The subject to lens distance effects the depth of field (DOF) particularly when it is so shallow from a large aperture of f/2.8.

His subjects are much closer to being in a single plane parallel to the image sensor and better fit into the shallow DOF.

In your image the top of your subjects head is much closer to the lens than his chin. The top of his head is sticking out the front of the DOF. Of course, the quality of the light is also different. The first look to be made in studio and yours looks to be made with available light outdoors.

Actually, your camera has little to do with the problem.

I'm sorry if the truth seems cruel to you, but that's the reality.

You can find an online Depth of Field Calculator here.


----------



## Erin Kathleen (Jul 11, 2009)

Oh no, it's not cruel at all.  Actually, that was probably a really bad example of a picture to use.  No matter where I'm standing, my pictures look like less quality than what I would like.

My pictures are always crisp, but they just don't look like..that...it's very hard to explain.  It's something I've struggled with for the entirety of these few years.


----------



## JFew (Jul 15, 2009)

"I'm sorry if the truth seems cruel to you, but that's the reality."

No, that's not cruel, but the way it was said is. That level of sardonicism is uncalled for. There's no reason to be a jerk to somebody that just wants to learn.
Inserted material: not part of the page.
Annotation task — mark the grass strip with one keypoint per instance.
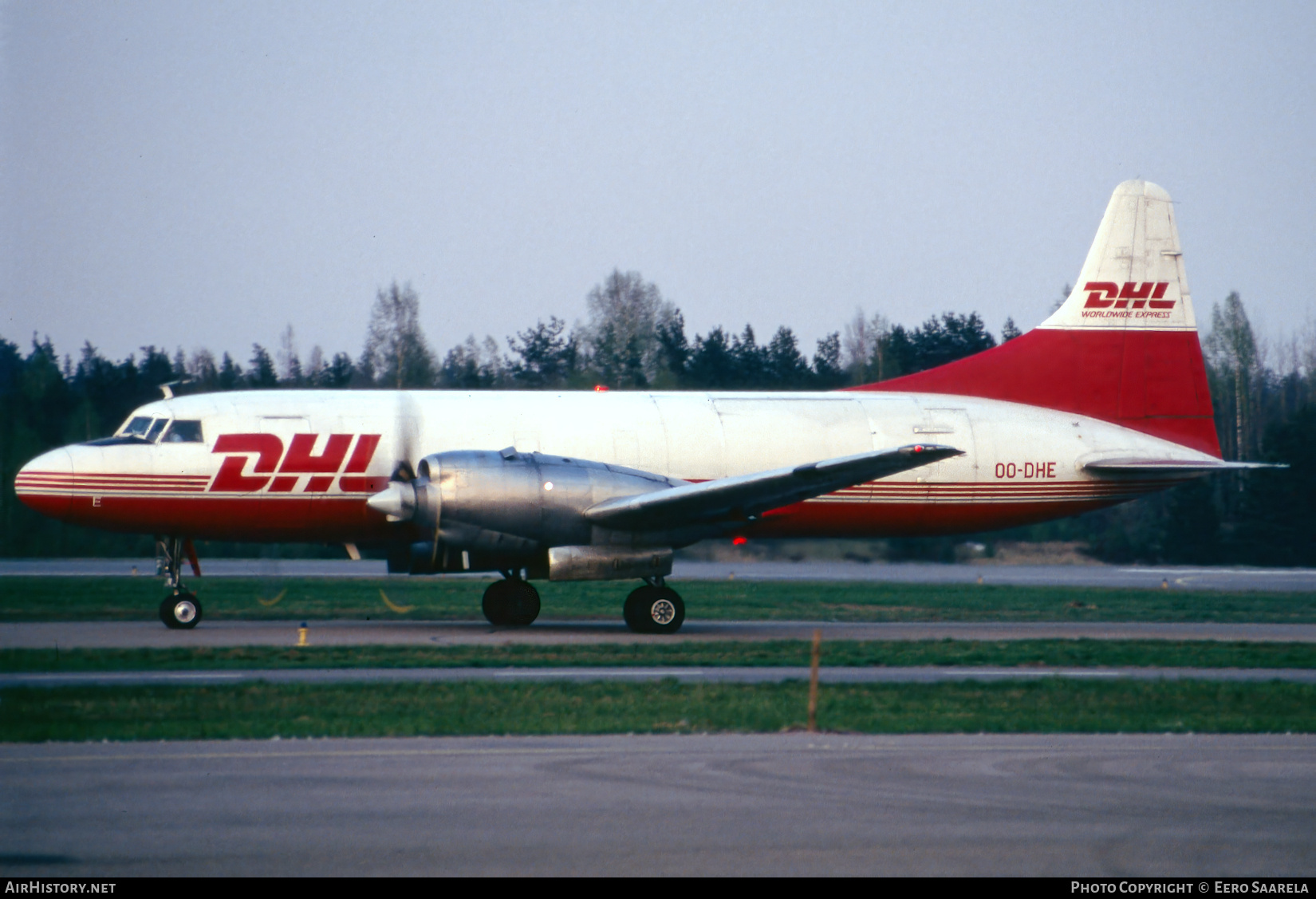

Erin - just between the two shots you posted, a plethora of things are different. First, his appears to be shot in a studio with controlled lighting. Second, the models appear to have make-up on. Third, there's a linear background color in the image, which is far less distracting to the eye. Fourth, his color settings are flat...yours are more realistic.


----------



## Erin Kathleen (Jul 16, 2009)

hmm...That makes a lot of sense.  With the make up and what not...but more or less, I definitely think it's the color settings.  You're absolutely right.  Is there a way to do that on the 50D?  I read the manual and it doesn't really help at all haahaah.

Thanks for your help.


----------



## Big Mike (Jul 16, 2009)

The big difference is lighting.  The camera (model) doesn't really matter all that much.


----------



## christm (Jul 16, 2009)

I also have a 50D, as the others have said its lighting that is different in the two photos. Your photo of the bloke is very 'casual' even if it is posed, the 2 girls shot is very professional and studio like - infact I believe it is shot in a studio. 

If your looking for the same kind of look that the photo with the 2 girls had, try using an external flash or even more than one - even a neutral light - desk light ? 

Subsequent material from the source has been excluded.